Microsoft’s latest job cuts reveal how the AI boom is reshaping tech employment.
Microsoft has cut roughly 4,800 jobs, about 2.1 percent of its global workforce. The reductions hit the company’s commercial and Xbox gaming divisions, with about 1,600 of the cuts landing in the gaming unit. The company announced the cuts while setting a capital spending projection of 190 billion dollars for 2026.
Microsoft’s shares fell nearly 23 percent in the first half of 2026, its worst first-half performance since 2022. Earlier in the year, the company offered voluntary buyouts to about 9,000 employees. The Xbox division is being restructured, with further cuts expected to bring gaming reductions to roughly 3,200 positions this fiscal year, along with the divestment of several studios.
According to Gil Luria of D.A. Davidson, Microsoft has been reducing its workforce to help fund its AI investments, keeping headcount lower to support revenue growth while maintaining profit margins.
Demand has driven growth at the company’s Azure cloud business, though the cost of building the data centers that run AI services has weighed on cash flows. A rise in memory chip prices, linked to data center demand, also led Microsoft to raise Xbox console prices.
Why other tech giants are cutting jobs too
Microsoft is not alone. According to Layoffs.fyi, more than 92,000 tech workers were laid off in the first months of 2026. The outplacement firm Challenger, Gray and Christmas recorded 97,006 total US job cuts in May alone, the highest monthly figure since 2020, with AI named the leading reason for three consecutive months.
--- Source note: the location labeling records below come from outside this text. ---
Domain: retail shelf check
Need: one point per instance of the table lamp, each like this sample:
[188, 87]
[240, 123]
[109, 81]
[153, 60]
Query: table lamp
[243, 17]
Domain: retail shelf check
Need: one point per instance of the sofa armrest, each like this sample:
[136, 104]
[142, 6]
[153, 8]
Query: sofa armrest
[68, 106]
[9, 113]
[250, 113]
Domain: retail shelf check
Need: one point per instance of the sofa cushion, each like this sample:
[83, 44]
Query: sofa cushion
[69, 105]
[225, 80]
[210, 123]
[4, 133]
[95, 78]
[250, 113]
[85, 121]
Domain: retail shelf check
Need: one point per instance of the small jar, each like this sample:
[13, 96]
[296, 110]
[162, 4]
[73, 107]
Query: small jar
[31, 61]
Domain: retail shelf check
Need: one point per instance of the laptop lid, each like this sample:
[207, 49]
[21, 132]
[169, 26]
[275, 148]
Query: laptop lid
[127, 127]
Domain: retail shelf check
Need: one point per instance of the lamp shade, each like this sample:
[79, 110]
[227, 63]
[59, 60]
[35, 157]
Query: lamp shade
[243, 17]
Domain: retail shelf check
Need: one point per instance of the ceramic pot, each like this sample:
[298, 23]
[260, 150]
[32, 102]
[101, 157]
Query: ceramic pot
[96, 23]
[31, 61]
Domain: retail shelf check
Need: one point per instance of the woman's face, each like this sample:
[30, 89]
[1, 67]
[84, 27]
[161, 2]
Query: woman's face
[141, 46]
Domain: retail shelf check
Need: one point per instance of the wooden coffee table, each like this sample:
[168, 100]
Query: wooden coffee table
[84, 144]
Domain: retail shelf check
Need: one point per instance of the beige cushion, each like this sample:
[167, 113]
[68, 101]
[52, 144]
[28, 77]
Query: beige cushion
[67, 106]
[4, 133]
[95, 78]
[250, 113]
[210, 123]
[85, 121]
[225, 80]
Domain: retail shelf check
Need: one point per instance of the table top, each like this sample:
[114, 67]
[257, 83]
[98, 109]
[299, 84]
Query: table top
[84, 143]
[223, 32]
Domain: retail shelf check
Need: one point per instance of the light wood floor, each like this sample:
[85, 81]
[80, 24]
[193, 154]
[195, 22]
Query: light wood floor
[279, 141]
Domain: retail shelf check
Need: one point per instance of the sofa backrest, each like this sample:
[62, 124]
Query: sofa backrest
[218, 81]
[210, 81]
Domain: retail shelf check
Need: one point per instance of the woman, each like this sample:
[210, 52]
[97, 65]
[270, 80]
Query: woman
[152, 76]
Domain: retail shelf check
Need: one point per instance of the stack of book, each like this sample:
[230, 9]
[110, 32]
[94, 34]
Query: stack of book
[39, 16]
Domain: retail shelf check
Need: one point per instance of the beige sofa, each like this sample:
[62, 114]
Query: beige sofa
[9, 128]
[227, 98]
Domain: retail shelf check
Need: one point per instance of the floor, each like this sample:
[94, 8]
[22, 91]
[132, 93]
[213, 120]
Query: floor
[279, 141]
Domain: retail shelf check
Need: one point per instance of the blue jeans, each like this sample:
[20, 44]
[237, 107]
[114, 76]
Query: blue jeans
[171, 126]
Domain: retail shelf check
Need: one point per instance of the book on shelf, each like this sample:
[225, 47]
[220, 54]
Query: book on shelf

Other large firms have made similar moves. Amazon cut around 16,000 corporate roles early in 2026, while reporting its fastest AWS growth in more than three years. Meta laid off about 8,000 employees, roughly 10 percent of its workforce, and shifted thousands of staff into new AI-focused roles. Oracle eliminated up to 30,000 positions in a restructuring. Intuit cut around 3,000 jobs, about 17 percent of its workforce, to move resources toward AI. Cisco, Cloudflare, and Google have also reduced staff, in several cases while reporting revenue growth.
What AI means for the future of tech companies
The common thread across these cuts is artificial intelligence, which is affecting jobs in two ways. The cost of building AI infrastructure is leading companies to find savings elsewhere. Combined AI spending across Google, Amazon, Meta, and Microsoft is projected to reach 725 billion dollars in 2026, up 77 percent from the previous year.
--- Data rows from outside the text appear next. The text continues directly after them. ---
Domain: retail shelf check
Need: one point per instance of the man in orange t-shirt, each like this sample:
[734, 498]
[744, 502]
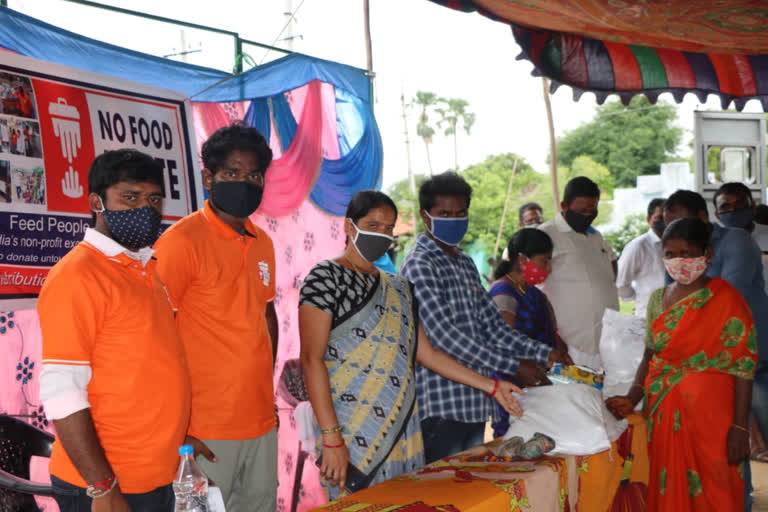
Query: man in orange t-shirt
[220, 272]
[114, 378]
At the same time, AI is beginning to handle work that once required people, particularly in sales, support, and entry-level roles. A 2026 Motion Recruitment study found that AI adoption is slowing hiring for entry-level and general IT positions, while demand for specialized AI engineers is rising. This has created a gap between the roles being cut and the roles being created, with many laid-off workers lacking the skills needed for the positions now in demand.
The current wave of cuts points to a longer shift in how tech companies are structured. Rather than expanding headcount to grow, several firms are increasing revenue while keeping staff numbers flat or lower, using AI to handle a larger share of routine work. Amazon reported its fastest AWS growth in more than three years during the same period it cut corporate roles, and Google reduced staff across divisions while its cloud revenue rose.
This model is reshaping the kind of workforce these companies expect to need:
- Demand is rising for specialized roles in AI development, data infrastructure, and cloud services.
- Demand is falling for generalized IT and entry-level positions as AI absorbs routine tasks.
- Around 275,000 AI roles sit open across the sector, even as thousands of workers are laid off, showing how uneven the transition has become.
For established tech firms, the direction is toward leaner teams built around AI capability. Companies are committing hundreds of billions of dollars to AI infrastructure on the expectation that it will support future growth. The scale of that spending suggests these staffing changes are likely to continue as the technology develops, with the shape of the tech workforce tied increasingly to how AI is deployed across each business.
Industry analysts describe the shift as structural rather than temporary. The companies investing most heavily in AI are reorganizing their workforces as they scale the technology. Whether the level of investment produces the expected returns remains unclear. What current figures show is that AI is already changing hiring and staffing decisions across the tech sector.